Following yesterday’s Mailplane post, I received the following comment from Mark Munz, the developer of TextSoap (an app I purchased at full price in 2008 and greatly value):
Mailplane’s price for a year’s usage = $0.07/day. I bought it 2+ years ago, so the cost for me has been less than $0.03/day. We’re all on tighter budgets today. That’s fine. You can wait for another promo opportunity to come around. You can list out missing features that would add more value to the package. Both are reasonable responses. But to just publicly devalue a developers efforts like you did is completely unfair. You apparently want an app that cannot be sustained by the developer long term. Honestly, there is nothing worse than public price whining, except maybe price whining about a relatively low price point.
This really gave me pause to think about what I wrote and how I wrote it. After mulling it over, I’ve concluded that he’s right about the price. If you consider the price of an app based upon daily use, the cost equation looks quite different. And a mail client isn’t an occasional-use application. It’s something that is used all the time. So is $25 too much? What I realize now is that this is the wrong question to ask. What I should have asked is if it’s worth it to me to pay the $25 registration fee. This is an entirely different question, and it leads to the next point.
This should be a ‘yes’ or ‘no’ decision. Not a ‘maybe not now, but I’ll keep using it past the expiration’ decision. I regret that I advocated using the app beyond the trial date. I’m going to make a rule for myself to either delete an app or buy it after the trial period. While it’s true that one can keep using the scaled-back version of Mailplane past the 30-day trial (which, as I said yesterday, is a classy thing to allow and is not at all common), is it the right thing to do? No, it’s really not. The right thing to do is to make a choice at some point within the trial period. If you like it, buy it. If you don’t, delete it.

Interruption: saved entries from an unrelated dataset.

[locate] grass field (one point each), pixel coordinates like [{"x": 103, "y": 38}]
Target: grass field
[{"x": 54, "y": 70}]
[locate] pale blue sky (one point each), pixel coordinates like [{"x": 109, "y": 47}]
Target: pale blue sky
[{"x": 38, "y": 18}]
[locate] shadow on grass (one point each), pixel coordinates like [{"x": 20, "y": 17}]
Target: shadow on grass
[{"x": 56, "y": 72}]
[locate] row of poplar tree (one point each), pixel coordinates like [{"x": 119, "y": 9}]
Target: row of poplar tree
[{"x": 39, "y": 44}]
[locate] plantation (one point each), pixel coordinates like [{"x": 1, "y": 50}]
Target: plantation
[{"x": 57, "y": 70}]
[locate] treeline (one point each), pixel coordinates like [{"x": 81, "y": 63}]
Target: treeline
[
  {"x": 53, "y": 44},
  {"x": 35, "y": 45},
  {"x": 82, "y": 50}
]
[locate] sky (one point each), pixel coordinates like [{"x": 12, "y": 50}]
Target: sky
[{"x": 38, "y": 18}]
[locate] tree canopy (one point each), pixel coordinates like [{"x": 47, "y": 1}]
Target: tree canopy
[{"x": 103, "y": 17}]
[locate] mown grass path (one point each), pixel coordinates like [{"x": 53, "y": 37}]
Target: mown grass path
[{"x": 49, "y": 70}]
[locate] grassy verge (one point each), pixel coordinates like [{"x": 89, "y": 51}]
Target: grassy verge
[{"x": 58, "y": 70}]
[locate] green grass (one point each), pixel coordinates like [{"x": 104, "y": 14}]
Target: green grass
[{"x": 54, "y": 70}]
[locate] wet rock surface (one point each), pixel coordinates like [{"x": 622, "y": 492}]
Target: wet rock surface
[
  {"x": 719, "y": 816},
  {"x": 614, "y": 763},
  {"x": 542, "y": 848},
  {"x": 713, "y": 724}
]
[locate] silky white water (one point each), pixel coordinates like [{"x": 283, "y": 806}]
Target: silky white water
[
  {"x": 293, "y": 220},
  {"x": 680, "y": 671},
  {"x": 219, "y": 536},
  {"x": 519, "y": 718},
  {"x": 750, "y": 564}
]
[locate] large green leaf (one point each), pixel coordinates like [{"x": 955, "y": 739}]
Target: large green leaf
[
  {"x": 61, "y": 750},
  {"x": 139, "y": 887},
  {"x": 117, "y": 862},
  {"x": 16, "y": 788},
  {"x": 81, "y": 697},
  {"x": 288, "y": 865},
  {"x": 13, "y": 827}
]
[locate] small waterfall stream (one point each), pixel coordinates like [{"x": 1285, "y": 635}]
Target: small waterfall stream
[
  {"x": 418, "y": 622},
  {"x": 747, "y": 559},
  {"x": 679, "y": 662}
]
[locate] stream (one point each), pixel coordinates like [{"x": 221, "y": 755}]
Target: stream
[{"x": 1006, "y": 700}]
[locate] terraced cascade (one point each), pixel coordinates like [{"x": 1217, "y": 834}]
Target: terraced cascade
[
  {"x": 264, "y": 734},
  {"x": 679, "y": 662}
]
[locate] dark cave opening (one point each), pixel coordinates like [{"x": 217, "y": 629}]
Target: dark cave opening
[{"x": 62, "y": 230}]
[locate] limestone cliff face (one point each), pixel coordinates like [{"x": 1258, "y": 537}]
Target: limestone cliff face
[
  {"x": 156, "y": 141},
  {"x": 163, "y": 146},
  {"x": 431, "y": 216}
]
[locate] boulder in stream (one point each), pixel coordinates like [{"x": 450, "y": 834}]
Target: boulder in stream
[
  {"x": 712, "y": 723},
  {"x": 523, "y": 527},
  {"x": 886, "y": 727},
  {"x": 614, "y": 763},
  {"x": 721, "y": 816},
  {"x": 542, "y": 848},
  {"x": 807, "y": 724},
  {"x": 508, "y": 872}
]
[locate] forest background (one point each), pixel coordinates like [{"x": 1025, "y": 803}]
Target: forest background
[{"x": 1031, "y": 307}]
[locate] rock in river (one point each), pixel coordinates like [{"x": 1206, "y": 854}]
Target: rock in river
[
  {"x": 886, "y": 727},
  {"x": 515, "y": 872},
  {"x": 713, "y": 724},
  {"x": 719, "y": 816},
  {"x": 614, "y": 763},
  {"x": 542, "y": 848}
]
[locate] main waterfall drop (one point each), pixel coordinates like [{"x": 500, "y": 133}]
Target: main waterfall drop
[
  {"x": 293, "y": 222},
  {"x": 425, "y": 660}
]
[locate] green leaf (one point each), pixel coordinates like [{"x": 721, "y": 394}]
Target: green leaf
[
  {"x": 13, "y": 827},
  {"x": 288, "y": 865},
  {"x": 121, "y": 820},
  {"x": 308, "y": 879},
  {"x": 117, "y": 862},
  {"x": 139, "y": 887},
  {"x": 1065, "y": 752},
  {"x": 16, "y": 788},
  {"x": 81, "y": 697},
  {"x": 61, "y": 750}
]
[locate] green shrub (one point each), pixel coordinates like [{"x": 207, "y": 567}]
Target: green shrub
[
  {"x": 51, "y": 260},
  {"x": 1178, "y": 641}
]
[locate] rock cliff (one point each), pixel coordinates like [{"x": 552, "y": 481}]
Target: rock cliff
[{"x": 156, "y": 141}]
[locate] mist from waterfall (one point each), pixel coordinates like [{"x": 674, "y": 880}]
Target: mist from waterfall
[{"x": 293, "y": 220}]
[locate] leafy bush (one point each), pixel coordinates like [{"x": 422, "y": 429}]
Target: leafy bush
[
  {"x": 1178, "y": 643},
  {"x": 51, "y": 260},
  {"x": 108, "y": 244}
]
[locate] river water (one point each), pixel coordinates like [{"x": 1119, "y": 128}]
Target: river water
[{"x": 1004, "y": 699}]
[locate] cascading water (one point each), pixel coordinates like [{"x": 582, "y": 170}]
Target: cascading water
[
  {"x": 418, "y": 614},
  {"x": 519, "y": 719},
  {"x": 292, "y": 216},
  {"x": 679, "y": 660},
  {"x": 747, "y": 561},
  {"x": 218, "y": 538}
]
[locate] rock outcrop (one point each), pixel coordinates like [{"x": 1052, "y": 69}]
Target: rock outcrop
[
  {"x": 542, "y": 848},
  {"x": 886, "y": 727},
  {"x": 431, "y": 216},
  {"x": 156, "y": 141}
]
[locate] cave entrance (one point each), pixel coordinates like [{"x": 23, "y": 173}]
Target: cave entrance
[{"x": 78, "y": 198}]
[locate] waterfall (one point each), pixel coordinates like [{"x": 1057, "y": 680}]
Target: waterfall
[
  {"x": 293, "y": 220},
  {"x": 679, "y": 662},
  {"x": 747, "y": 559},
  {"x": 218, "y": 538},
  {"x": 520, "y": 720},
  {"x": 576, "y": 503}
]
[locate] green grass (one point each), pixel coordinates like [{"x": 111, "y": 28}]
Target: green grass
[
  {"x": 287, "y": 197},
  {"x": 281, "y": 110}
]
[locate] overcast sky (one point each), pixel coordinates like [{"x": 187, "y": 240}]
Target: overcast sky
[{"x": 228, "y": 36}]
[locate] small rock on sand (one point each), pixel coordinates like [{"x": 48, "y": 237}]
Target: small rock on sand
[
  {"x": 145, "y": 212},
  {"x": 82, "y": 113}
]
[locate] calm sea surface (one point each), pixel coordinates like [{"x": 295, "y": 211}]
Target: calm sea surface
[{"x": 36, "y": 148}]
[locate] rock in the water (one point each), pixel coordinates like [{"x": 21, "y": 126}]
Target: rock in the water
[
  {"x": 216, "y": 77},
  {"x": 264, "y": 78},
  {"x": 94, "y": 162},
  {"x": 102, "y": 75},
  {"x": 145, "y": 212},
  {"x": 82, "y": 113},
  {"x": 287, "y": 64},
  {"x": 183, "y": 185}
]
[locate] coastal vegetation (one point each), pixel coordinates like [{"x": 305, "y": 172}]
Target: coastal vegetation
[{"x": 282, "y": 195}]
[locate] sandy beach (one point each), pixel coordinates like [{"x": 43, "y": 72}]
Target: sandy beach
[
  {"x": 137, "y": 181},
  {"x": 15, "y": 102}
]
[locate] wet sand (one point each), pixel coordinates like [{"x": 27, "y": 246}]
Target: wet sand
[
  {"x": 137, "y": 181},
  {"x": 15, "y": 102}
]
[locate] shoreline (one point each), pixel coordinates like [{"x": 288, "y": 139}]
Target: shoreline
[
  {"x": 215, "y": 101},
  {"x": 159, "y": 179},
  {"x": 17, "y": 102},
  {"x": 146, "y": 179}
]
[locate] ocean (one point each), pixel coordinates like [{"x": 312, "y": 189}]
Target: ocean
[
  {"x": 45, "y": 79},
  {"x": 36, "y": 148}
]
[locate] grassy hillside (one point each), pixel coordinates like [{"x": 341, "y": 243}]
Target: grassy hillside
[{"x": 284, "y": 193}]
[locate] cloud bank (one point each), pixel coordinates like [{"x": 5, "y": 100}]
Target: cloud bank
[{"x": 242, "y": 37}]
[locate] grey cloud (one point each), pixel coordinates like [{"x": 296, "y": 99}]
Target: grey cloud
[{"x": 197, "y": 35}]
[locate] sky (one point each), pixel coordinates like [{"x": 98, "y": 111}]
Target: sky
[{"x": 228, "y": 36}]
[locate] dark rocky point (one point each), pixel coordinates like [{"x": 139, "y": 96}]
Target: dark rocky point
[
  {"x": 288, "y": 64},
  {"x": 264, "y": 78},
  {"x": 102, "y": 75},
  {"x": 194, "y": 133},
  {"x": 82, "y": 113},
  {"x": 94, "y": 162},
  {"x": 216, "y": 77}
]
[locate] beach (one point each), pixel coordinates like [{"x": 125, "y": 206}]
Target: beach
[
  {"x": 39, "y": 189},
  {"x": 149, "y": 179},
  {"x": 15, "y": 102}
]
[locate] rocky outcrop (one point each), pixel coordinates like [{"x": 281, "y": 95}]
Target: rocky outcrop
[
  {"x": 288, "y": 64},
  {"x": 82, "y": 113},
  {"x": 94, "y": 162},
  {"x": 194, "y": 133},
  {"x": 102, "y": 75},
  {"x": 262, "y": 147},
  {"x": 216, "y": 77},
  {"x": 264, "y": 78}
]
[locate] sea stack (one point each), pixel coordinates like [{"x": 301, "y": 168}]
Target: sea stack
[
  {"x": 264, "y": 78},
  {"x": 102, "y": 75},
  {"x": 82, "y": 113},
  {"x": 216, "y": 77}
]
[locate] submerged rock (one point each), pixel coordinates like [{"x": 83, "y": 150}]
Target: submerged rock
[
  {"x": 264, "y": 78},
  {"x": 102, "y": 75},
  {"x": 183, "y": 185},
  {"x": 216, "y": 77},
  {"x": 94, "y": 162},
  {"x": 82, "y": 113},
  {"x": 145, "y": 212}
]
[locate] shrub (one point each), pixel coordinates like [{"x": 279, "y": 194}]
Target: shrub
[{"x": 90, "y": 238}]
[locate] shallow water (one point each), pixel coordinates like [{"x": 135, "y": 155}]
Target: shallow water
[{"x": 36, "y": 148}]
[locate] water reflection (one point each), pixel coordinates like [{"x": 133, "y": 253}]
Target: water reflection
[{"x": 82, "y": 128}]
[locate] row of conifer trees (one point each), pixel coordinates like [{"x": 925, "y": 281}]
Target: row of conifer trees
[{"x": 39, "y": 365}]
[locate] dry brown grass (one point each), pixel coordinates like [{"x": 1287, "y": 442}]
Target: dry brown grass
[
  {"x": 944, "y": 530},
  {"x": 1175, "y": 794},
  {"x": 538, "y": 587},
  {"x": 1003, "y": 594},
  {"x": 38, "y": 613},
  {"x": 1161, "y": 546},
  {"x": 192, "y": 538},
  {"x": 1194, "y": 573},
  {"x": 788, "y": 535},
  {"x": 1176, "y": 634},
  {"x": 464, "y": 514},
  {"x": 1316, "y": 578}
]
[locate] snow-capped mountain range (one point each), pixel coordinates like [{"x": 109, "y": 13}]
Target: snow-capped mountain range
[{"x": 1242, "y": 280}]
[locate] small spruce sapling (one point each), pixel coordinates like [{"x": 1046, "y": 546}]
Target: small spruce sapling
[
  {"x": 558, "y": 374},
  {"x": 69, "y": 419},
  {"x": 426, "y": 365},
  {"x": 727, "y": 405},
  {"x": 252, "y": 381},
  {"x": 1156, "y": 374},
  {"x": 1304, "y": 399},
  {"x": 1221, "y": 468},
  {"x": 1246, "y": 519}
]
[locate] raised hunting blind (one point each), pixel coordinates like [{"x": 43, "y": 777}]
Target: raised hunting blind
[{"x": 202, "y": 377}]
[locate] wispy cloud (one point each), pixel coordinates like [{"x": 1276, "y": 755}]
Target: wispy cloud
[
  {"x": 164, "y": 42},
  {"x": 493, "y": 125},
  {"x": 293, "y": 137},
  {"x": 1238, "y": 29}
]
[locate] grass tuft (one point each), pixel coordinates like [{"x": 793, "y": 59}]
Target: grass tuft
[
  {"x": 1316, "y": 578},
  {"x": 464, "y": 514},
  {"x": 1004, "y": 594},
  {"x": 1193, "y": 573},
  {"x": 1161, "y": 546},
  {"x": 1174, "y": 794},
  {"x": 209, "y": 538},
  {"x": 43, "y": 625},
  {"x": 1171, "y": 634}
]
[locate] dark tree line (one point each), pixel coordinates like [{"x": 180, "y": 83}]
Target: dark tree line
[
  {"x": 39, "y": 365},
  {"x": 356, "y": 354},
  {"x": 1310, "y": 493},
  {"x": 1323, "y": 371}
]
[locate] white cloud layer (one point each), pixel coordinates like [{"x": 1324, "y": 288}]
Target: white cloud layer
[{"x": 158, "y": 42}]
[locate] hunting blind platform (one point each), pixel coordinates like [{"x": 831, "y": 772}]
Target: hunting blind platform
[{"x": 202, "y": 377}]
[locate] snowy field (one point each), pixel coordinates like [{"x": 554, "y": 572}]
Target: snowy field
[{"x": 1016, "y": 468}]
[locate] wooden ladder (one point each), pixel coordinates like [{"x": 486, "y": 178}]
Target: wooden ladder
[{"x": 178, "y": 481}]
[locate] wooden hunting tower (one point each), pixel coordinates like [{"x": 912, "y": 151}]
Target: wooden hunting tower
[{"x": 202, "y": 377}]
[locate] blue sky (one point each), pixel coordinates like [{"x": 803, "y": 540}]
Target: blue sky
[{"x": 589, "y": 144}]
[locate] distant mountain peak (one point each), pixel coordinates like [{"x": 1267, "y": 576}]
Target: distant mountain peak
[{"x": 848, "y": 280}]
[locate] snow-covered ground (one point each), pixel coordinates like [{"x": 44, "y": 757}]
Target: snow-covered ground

One can argue that Mailplane is just a Google front-end, or one can argue that it’s a tightly-integrated, feature-full mail app. I think it’s somewhere in between right now. The important point is that I had a lengthy trial to check it out, and now I should choose. For me, I think my last post makes it clear that I really like Mailplane. While I may have come across as whiny about the price, I hope my comments didn’t come across as a devaluation of the developer’s efforts. That was not my intent. I consider myself an ardent supporter of indie Mac developers.
As Mark said, budgets are tight all around. I’ve been thinking a lot today about the effect of low prices in the iPhone/Touch App store (not to mention the glut of bundle deals over the past few years) on evolving perceptions about what Mac desktop apps should cost. Are we starting to expect to pay only a couple of bucks? Did that play into my thinking about the cost of Mailplane? Perhaps so.
What I’ve realized is this: if we all start to expect to pay less and less for Mac desktop apps, we may end up in a place where we have very few indie developers left. That would be terrible. As I’ve noted before on this blog, indie third-party apps are the best part of using a Mac. And that’s another important point about cost that I’m going to keep in mind going forward: paying the registration fee is as much about supporting a particular developer as it is about supporting the community.
So I went back and looked at the features I like about Mailplane: access to all of my accounts in one place, tight OS integration, easy photo resizing, drag-and-drop support, Address Book integration, signature and snippet storage, and UI tweaks that let me make my Gmail accounts look great. Is this worth $0.07 a day to me? You know, I think it is.
So I’ve changed my mind. I’ve decided to buy Mailplane. I was wrong. Thanks for the comment, Mark.